Kaldı ki, HUMK." nun 185.maddesinin 2.bendinde davacının karşı davalının rızası olmaksızın ıslah yoluyla davacının davasının mahiyetini değiştirebileceği kabul edilmiştir. Esasen 20.7.1999 tarih 1/33 sayılı Anayasa Mahkemesi kararıyla HUMK" nun 87/son maddesi hükmü iptal edilerek müddeabihin artırılabileceği öngörülmüştür.
Ne varki vasiyetnamenin iptali davası ile muvazaaya dayalı iptal davası hukuki esasları ve kapsamları itibariyle birbirinden tamamen farklı nitelikli davalardır.Birleşen dosya davacıları 06.05.2008 tarihli dilekçe ile ıslah isteğinde bulunulmuşlardasa da başvuruları haçlandırılmamıştır.

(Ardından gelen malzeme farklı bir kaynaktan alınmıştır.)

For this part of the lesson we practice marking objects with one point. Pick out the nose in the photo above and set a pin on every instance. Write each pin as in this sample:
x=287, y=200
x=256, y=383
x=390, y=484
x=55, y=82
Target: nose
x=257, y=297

O halde, birleşen dosya davacıları bakımından HUMK." nun 83.ve sonraki maddeleri öngörüldüğü şekilde bir ıslahın yapıldığı söylenemeyeceği gibi muvazaa hukuksal nedenine dayalı olarak usulüne uygun bir talebin varlığıda kabul edilemez.
Hal böyle olunca, yasaca öngörülen şekilde ıslah gerçekleşmediği gözetilmek suretiyle bir karar verilmesi gerekirken yanılgılı değerlendirme ile yazılı olduğu üzere hüküm kurulmuş olması doğru değildir.
Davalının bu yöne ilişkin temyiz itirazı yerindedir.Kabulü ile hükmün HUMK."nun 428.maddesi gereğince BOZULMASINA, alınan peşin harcın temyiz edene geri verilmesine, 13.7.2009 tarihinde oybirliğiyle karar verildi.